Identifying runoff processes on the plot and catchment scale
- 1Insitute of Environmental Engineering, ETH Zurich, ETH Hönggerberg, 8093 Zürich, Switzerland
- 2Swiss Federal Institute for Forest, Snow and Landscape Research, WSL, Zürcherstrasse 111, 8903 Birmensdorf, Switzerland
- 3Scherrer AG Hydrologie und Hochwasserschutz, Stockackerstrasse 25, 4153 Reinach, Schwitzerland
Abstract. Rainfall-runoff models that adequately represent the real hydrological processes and that do not have to be calibrated, are needed in hydrology. Such a model would require information about the runoff processes occurring in a catchment and their spatial distribution. Therefore, the aim of this article is (1) to develop a methodology that allows the delineation of dominant runoff processes (DRP) in the field and with a GIS, and (2) to illustrate how such a map can be used in rainfall-runoff modelling.
Soil properties were assessed of 44 soil profiles in two Swiss catchments. On some profiles, sprinkling experiments were performed and soil-water levels measured. With these data, the dominant runoff processes (DRP) were determined using the Scherrer and Naef (2003) process decision scheme. At the same time, a simplified method was developed to make it possible to determine the DRP only on the basis of maps of the soil, topography and geology. In 67% of the soil profiles, the two methods indicated the same processes; in 24% with minor deviations.

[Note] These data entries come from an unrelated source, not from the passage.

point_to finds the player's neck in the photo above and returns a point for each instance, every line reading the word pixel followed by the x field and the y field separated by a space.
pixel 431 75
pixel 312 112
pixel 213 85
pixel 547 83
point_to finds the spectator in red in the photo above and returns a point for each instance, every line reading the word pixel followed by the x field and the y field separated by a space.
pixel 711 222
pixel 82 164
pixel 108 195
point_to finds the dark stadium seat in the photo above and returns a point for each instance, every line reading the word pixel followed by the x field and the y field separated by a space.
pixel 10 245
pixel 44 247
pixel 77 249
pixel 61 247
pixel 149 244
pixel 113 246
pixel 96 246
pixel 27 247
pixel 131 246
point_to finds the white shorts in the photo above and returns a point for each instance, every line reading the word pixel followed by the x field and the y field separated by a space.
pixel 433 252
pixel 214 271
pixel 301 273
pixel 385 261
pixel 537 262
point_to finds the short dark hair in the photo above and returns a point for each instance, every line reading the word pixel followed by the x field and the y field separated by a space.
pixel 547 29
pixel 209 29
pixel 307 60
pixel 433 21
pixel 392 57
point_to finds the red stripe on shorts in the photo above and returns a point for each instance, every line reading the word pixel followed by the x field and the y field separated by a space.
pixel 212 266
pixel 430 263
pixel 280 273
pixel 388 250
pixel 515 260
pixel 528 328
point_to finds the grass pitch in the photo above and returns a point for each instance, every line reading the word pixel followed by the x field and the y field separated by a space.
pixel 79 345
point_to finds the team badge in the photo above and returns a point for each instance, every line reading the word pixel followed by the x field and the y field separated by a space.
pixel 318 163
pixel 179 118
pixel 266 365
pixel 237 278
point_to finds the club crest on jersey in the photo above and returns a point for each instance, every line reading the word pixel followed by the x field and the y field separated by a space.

By transforming the simplified method into a set of rules that could be introduced into a GIS, the distributions of the different DRPs in two catchments could be delineated automatically so that maps of the dominant runoff processes could be produced. These maps agreed well with manually derived maps and field observations.
Flood-runoff volumes could be quite accurately predicted on the basis of the rainfall measured and information on the water retention capacity contained in the DRP map. This illustrates the potential of the DRP maps for defining the infiltration parameters used in rainfall-runoff models.